Scammers set up fake websites offering cheap travel deals, often imitating well-known brands.

There will be slight differences. The website address might be different, for instance.

Flight prices are largely set by airlines so super-cheap flights may be a sign that a scammer is behind the deal.

You might also be later directed away from paying safely and told to pay via a bank transfer.

If you do pay, the tickets promised may well be counterfeit or non-existent. Fraudsters will also offer discount rates on luxury villas and apartments, but only if you pay a hefty deposit that you won’t get back.

10. CEO fraud

(1,044 cases in 2020-21)


Company executive fraud is when a cybercriminal spoofs company email accounts and impersonates executives to convince an employee to send money to them.

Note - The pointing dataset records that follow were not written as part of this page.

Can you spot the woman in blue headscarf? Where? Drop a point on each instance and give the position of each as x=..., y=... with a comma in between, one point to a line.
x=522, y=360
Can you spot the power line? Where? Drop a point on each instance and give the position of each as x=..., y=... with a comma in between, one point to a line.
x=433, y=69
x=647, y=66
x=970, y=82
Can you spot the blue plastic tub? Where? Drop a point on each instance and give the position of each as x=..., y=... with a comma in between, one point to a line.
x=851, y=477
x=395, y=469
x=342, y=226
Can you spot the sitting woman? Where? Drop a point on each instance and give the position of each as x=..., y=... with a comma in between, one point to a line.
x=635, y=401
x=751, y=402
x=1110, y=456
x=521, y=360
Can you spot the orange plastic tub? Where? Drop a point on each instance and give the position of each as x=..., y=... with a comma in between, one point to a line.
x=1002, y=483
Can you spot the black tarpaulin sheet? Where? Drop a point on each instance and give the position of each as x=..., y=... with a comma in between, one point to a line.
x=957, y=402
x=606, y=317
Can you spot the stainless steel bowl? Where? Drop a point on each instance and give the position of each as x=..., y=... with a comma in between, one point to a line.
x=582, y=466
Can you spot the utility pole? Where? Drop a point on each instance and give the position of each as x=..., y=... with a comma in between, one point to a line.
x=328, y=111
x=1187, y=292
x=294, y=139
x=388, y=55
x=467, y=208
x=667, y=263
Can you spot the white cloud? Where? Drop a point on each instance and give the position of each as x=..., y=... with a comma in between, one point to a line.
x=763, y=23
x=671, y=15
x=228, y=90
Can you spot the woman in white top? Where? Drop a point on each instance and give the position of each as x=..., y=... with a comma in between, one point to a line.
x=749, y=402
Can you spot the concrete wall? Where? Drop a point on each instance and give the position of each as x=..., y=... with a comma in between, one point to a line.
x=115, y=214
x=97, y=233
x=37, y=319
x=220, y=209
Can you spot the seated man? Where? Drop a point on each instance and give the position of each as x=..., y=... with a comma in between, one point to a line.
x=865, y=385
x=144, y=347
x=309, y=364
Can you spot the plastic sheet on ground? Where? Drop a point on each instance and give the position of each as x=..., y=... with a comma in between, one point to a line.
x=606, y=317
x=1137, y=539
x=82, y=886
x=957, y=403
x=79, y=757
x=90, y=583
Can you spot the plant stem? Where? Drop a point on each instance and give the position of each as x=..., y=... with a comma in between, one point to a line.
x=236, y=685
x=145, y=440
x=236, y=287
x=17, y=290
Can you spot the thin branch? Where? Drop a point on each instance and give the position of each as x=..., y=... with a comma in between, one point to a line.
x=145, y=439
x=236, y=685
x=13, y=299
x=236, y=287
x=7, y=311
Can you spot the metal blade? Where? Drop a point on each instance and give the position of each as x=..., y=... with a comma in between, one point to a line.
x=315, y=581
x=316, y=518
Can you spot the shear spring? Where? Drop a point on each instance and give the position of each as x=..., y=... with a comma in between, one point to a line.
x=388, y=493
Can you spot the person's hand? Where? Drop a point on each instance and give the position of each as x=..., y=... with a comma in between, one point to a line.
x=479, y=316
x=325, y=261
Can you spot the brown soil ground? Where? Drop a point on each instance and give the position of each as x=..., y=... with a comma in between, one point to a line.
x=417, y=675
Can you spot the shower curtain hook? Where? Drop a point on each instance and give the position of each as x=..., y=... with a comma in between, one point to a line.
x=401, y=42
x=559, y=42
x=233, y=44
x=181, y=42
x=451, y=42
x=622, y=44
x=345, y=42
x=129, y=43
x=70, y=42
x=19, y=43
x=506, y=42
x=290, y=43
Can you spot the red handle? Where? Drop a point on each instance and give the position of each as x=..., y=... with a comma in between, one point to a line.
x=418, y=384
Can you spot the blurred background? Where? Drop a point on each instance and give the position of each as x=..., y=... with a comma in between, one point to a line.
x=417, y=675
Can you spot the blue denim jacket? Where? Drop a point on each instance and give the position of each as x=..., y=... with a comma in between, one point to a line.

It is the least-common type of bank transfer con, but it still cost victims more than £6 million in the first half of the year.

This was a rise of 37 pc on the same period in 2020.

The scam, which mostly affects businesses, is where a victim tries to pay a genuine payee, but the fraudster intervenes by posing as someone high up in their organisation. 

They are then told to pay the invoice to a different account.

Scammers have been known to pose as staff in company finance teams, and again use spoofing technology so the emails appear genuine.

There were 207 cases of CEO fraud in the first half of the year — fewer than 1 pc of total bank transfer scams — but the con accounted for 2 pc of total losses.